Drezner (All Politics Is Global), a Tufts professor of international politics, comes up with an intriguing intellectual conceit to explain various schools of international political theory. He imagines a world overrun with zombies and considers the likely responses of national governments, the U.N. and other international organizations, and nongovernment organizations (NGOs). He examines possible reactions through the lens of seven theoretical approaches including realpolitik, liberalism, neoconservatism, and bureaucratic politics. After considering the efficacy of each approach in combating the zombie hordes, Drezner weighs their flaws and concludes that given the limitations of human reason and a highly fluid situation, all theories are “more circumscribed than international relations theorists proclaim in their scholarship.” Drezner is fascinated with zombies—he’s seen all the movies and read the books—and writes with clarity, insight, and wit. For example, he notes that as zombies bite humans, who then become zombies, human-zombie “alliances of convenience” might be possible,” that NGOs would arise “devoted to the defense of the living dead,” and that neoconservative “shock-and-awe” military approaches probably wouldn’t impress the undead zombies. This slim book is an imaginative and very helpful way to introduce its subject—who knew international relations could be this much fun? (Mar.)

Inside WikiLeaks

Inside WikiLeaksFormer WikiLeaks Insider and Spokesman Daniel Domscheit-Berg Authors an Exposé of the “World’s Most Dangerous Website”

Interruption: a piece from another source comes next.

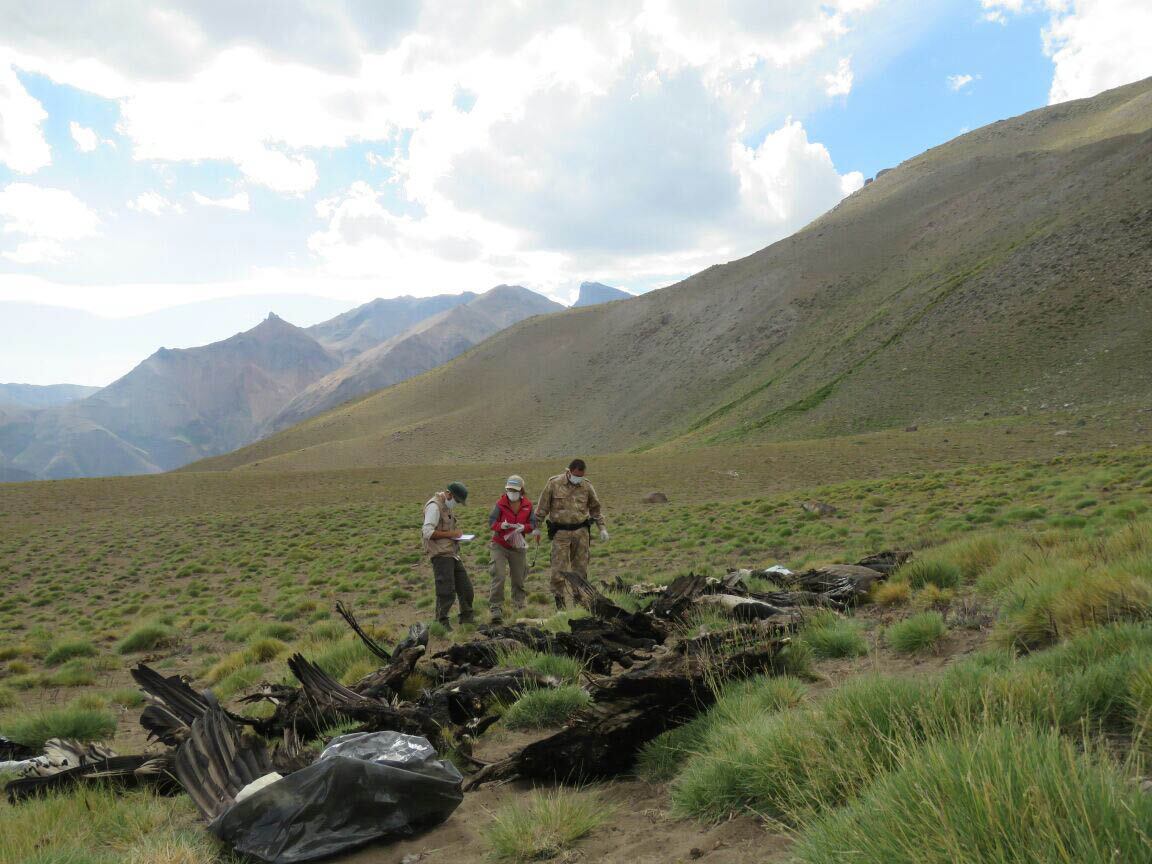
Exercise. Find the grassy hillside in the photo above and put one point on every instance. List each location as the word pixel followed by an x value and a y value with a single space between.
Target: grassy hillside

In an eye-opening account, Daniel Domscheit-Berg, the former spokesman of WikiLeaks, reveals never-disclosed details about the inner workings of the increasingly controversial organization that has struck fear into governments and business organizations worldwide and prompted the Pentagon to convene a 120-man task force. In addition to Germany and the U.S., Inside WikiLeaks will be published simultaneously in 12 other countries.

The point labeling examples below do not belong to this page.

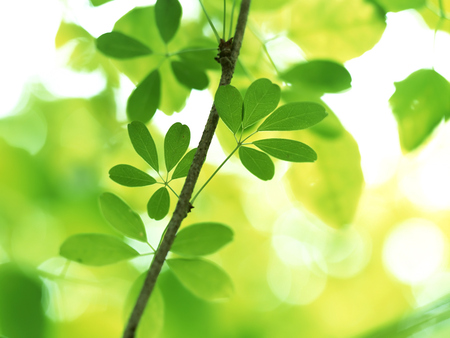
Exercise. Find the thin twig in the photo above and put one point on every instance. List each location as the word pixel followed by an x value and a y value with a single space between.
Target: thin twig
pixel 183 205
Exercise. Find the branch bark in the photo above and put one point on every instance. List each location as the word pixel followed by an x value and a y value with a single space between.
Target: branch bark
pixel 183 206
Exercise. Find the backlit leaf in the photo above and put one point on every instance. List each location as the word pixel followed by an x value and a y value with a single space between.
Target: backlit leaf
pixel 203 278
pixel 130 176
pixel 143 143
pixel 258 163
pixel 122 217
pixel 189 75
pixel 120 46
pixel 419 103
pixel 287 150
pixel 96 249
pixel 201 239
pixel 158 205
pixel 228 102
pixel 176 143
pixel 294 116
pixel 182 169
pixel 144 100
pixel 260 100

Under the pseudonym Daniel Schmitt, Domscheit-Berg was the effective No. 2 at WikiLeaks and the organization’s most public face, after Julian Assange. In this book, he reveals the evolution, finances, and inner tensions of the whistleblower organization, beginning with his first meeting with Assange in December 2007. He also describes what led to his September 2010 withdrawal from WikiLeaks, including his disenchantment with the organization’s lack of transparency, its abandonment of political neutrality, and Assange’s increasing concentration of power. What has been made public so far about WikiLeaks is only a small fraction of the truth. With Domscheit-Berg’s insider knowledge, he is uniquely able to tell the full story. A computer scientist who worked in IT security prior to devoting himself full-time to WikiLeaks, he remains committed to freedom of information on the Internet. Today he is working on a more transparent secret-sharing website called OpenLeaks, developed by former WikiLeaks people, to be launched in early 2011.